2. La concentration du pouvoir
Avec ce contrat, AWS renforce son quasi-monopole sur le cloud gouvernemental américain. Une situation qui inquiète même au Congrès, où certains élus commencent à parler de démantèlement.
3. L’Europe spectatrice
Pendant ce temps, l’Union européenne continue de rêver de « souveraineté numérique » avec GAIA-X et autres projets sympathiques mais toujours pas opérationnels à grande échelle. Le contraste est saisissant.
Et la France dans tout ça ?
Chez nous, on regarde cette annonce avec une pointe d’envie et beaucoup d’inquiétude. Nos propres projets de cloud souverain (Bleu, Numspot, Scaleway Gov) peinent à décoller face à la puissance de feu américaine.
Le Health Data Hub, qui avait choisi Microsoft Azure en 2020, reste un traumatisme collectif. Aujourd’hui, quand on voit AWS investir 50 milliards rien que pour le gouvernement US, on mesure l’écart abyssal qui nous sépare encore des leaders mondiaux.
Pourtant, des signaux encourageants existent : OVHcloud a récemment obtenu la qualification SecNumCloud 3.3, Thales et Google ont lancé leur cloud de confiance, et l’État commence enfin à mettre l’argent là où il parle de souveraineté.
Conclusion : vers un monde à deux vitesses ?
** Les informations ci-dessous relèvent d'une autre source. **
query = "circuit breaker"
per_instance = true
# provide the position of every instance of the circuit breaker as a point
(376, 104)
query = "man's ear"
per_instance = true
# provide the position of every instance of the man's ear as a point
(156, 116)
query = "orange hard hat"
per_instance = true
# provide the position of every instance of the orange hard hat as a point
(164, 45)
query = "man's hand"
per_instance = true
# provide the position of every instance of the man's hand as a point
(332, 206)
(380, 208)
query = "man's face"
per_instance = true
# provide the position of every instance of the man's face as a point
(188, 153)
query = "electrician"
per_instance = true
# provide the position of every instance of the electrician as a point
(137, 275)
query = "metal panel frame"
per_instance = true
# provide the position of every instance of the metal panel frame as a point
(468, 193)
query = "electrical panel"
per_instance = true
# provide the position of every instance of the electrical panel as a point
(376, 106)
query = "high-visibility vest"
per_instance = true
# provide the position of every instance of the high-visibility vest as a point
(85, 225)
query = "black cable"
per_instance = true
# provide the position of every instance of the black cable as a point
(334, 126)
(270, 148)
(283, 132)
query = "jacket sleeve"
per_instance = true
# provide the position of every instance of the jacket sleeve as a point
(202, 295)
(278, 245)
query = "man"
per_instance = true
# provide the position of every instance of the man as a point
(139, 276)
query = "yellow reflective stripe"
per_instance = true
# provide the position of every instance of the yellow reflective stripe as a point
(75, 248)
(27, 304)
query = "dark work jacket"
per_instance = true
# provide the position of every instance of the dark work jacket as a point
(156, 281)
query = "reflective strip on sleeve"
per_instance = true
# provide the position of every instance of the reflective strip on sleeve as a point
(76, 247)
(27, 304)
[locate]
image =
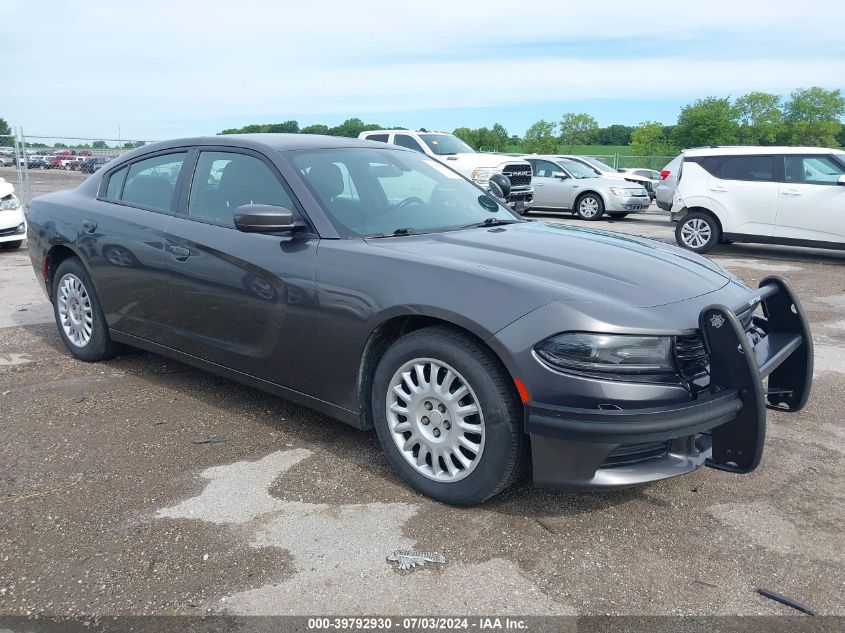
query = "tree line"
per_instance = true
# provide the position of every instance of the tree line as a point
(809, 116)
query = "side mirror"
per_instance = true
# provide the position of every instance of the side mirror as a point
(499, 185)
(263, 218)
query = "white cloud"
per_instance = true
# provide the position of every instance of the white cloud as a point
(76, 65)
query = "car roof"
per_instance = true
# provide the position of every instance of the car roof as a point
(280, 142)
(746, 150)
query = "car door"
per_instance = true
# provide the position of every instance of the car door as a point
(744, 191)
(811, 204)
(123, 237)
(550, 191)
(241, 300)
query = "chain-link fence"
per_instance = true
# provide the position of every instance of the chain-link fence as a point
(51, 163)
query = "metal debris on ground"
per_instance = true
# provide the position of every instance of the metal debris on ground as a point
(211, 439)
(408, 558)
(789, 602)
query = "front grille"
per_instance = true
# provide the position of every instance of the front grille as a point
(630, 454)
(691, 357)
(519, 175)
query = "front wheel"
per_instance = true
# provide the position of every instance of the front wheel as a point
(589, 207)
(697, 232)
(79, 317)
(446, 415)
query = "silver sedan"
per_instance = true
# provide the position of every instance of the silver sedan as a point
(568, 185)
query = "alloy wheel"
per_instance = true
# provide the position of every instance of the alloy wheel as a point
(75, 311)
(695, 233)
(435, 419)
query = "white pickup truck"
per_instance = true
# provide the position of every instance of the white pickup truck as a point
(478, 166)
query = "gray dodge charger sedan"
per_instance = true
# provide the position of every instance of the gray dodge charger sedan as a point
(383, 289)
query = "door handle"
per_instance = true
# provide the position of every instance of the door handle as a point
(180, 253)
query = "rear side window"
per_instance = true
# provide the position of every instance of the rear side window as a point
(151, 183)
(115, 185)
(754, 168)
(403, 140)
(811, 170)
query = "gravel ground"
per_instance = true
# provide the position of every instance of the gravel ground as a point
(108, 506)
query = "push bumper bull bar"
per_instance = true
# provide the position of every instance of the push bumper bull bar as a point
(733, 411)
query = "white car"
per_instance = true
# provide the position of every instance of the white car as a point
(772, 195)
(12, 220)
(568, 185)
(478, 166)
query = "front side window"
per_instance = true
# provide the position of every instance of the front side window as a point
(393, 190)
(151, 183)
(812, 170)
(544, 168)
(403, 140)
(224, 181)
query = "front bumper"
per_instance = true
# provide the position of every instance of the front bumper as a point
(724, 427)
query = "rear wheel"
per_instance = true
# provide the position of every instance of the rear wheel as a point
(447, 416)
(698, 232)
(589, 207)
(78, 314)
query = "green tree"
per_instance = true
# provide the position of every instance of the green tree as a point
(709, 121)
(540, 138)
(812, 116)
(614, 135)
(577, 129)
(760, 118)
(288, 127)
(648, 139)
(317, 128)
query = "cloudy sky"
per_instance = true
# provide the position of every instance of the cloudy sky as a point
(169, 68)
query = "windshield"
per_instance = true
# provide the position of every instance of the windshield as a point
(373, 192)
(578, 170)
(598, 164)
(445, 144)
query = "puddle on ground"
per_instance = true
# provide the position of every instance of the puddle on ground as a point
(340, 551)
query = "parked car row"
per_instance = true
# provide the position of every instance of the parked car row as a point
(772, 195)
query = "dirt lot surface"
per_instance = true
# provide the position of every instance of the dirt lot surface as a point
(109, 506)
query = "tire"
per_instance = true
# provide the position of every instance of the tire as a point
(75, 304)
(589, 206)
(470, 476)
(698, 232)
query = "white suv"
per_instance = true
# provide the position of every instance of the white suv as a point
(772, 195)
(477, 166)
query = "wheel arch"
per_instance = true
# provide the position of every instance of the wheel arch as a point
(391, 330)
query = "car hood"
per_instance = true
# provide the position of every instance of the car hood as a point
(567, 263)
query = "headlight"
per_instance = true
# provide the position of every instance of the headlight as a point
(10, 202)
(482, 174)
(627, 192)
(618, 353)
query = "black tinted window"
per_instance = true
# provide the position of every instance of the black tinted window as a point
(116, 184)
(224, 181)
(151, 183)
(404, 140)
(758, 168)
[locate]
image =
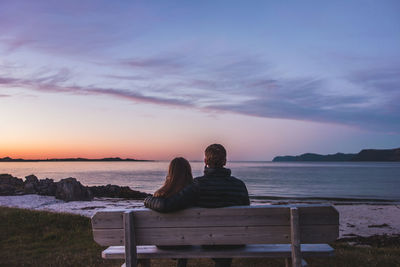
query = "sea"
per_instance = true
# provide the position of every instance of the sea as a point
(376, 182)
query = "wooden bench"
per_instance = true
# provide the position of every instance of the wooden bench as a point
(267, 231)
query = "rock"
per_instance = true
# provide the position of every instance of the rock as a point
(30, 185)
(46, 187)
(70, 189)
(31, 179)
(117, 191)
(10, 185)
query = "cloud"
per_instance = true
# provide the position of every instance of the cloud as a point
(244, 85)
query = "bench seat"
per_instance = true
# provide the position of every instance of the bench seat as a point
(249, 251)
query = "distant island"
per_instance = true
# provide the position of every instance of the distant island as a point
(363, 155)
(8, 159)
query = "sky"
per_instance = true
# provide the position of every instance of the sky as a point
(159, 79)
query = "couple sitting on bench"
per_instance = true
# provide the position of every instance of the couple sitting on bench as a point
(215, 189)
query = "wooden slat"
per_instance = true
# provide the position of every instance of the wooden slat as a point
(318, 215)
(218, 235)
(108, 219)
(249, 251)
(109, 237)
(232, 216)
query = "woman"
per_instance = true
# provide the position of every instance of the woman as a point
(179, 176)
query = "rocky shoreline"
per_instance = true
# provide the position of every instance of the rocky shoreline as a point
(68, 189)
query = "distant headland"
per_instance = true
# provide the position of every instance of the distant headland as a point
(363, 155)
(8, 159)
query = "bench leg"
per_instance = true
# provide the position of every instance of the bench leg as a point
(145, 262)
(287, 262)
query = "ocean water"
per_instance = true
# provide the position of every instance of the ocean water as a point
(347, 181)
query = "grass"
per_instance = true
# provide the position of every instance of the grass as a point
(37, 238)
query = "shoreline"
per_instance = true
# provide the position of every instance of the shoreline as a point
(355, 219)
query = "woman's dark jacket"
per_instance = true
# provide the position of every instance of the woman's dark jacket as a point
(217, 188)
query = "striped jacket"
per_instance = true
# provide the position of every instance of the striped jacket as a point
(217, 188)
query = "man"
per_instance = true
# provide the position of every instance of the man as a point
(216, 188)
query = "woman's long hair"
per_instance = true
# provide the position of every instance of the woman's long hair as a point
(179, 176)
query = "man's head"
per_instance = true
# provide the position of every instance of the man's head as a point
(215, 156)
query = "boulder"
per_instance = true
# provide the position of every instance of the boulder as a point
(30, 185)
(117, 191)
(69, 189)
(10, 185)
(46, 187)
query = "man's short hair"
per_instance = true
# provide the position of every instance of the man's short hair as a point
(215, 156)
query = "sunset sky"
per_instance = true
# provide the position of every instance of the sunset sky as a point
(158, 79)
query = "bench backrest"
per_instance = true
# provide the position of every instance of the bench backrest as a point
(231, 225)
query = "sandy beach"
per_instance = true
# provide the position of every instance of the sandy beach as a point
(355, 220)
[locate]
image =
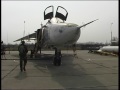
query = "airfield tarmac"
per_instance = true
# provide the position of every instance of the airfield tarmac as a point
(86, 71)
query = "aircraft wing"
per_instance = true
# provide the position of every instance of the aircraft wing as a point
(87, 24)
(28, 37)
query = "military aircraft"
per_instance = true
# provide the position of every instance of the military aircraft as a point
(55, 33)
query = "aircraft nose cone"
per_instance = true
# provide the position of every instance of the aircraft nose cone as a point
(72, 34)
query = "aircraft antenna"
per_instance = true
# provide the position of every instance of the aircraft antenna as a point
(24, 29)
(111, 33)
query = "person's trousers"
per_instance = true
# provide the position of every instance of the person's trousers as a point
(23, 62)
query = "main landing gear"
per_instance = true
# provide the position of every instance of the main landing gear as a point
(57, 58)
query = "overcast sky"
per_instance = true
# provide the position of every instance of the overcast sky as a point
(14, 13)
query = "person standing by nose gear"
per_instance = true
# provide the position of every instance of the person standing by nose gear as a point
(22, 48)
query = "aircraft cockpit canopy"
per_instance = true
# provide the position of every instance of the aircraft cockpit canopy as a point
(58, 14)
(56, 20)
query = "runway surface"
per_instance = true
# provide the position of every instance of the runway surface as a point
(85, 71)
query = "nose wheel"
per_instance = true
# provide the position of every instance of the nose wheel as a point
(57, 58)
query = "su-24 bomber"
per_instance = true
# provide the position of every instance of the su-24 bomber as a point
(56, 33)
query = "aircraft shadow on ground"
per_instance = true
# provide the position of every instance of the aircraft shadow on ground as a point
(68, 75)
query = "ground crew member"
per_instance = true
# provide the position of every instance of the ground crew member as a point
(22, 48)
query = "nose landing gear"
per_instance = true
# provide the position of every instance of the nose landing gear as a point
(57, 58)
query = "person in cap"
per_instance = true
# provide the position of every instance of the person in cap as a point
(22, 48)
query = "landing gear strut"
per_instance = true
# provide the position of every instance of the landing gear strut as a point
(57, 58)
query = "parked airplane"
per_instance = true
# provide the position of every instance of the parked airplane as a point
(111, 49)
(55, 33)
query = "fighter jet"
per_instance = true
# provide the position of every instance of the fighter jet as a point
(56, 33)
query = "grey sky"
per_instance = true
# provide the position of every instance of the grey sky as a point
(14, 13)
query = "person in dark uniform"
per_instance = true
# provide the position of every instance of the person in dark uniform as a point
(22, 48)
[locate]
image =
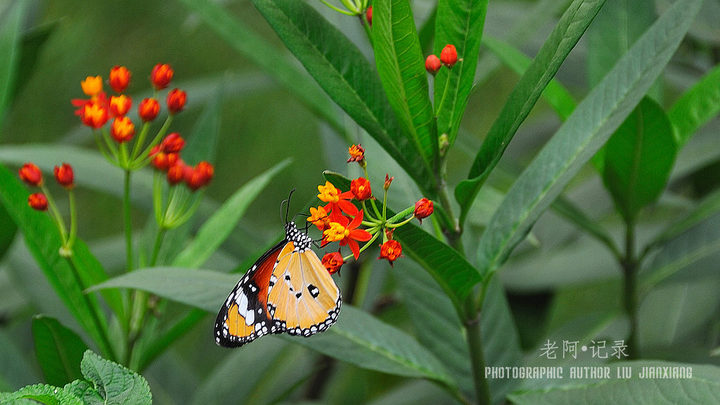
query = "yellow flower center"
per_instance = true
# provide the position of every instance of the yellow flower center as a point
(336, 232)
(328, 193)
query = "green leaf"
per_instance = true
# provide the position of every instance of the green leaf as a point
(561, 41)
(357, 338)
(703, 387)
(592, 123)
(617, 26)
(638, 158)
(43, 241)
(265, 55)
(11, 23)
(401, 66)
(555, 93)
(696, 106)
(58, 350)
(115, 383)
(460, 23)
(345, 74)
(42, 393)
(679, 253)
(219, 226)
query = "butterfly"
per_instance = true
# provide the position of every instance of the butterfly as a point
(286, 290)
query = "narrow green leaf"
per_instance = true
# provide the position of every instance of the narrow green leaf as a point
(265, 55)
(697, 243)
(115, 383)
(592, 123)
(701, 387)
(58, 350)
(42, 393)
(219, 226)
(555, 93)
(401, 66)
(696, 106)
(561, 41)
(11, 24)
(345, 74)
(357, 338)
(638, 159)
(43, 241)
(460, 23)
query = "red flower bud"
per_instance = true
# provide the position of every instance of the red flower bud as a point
(173, 143)
(432, 64)
(200, 175)
(120, 105)
(332, 262)
(176, 100)
(423, 209)
(388, 181)
(148, 109)
(31, 174)
(176, 172)
(161, 75)
(64, 175)
(122, 129)
(390, 250)
(360, 188)
(357, 153)
(119, 78)
(448, 55)
(38, 201)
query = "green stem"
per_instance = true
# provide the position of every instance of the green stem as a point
(128, 221)
(629, 265)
L’investissement d’AWS marque un tournant. Nous entrons dans une ère où la puissance de calcul en IA devient un attribut essentiel de la puissance nationale, au même titre que l’arme nucléaire hier.
Les États qui sauront attirer (ou retenir) les infrastructures des géants américains garderont une longueur d’avance. Les autres risquent de se retrouver durablement distancés.
La bonne nouvelle ? Il n’est pas trop tard pour la France et l’Europe. La mauvaise ? Le temps presse, et les 50 milliards d’AWS viennent de rappeler à quel point.
La guerre de l’IA souveraine ne fait que commencer. Et pour l’instant, c’est Amazon qui tient le volant.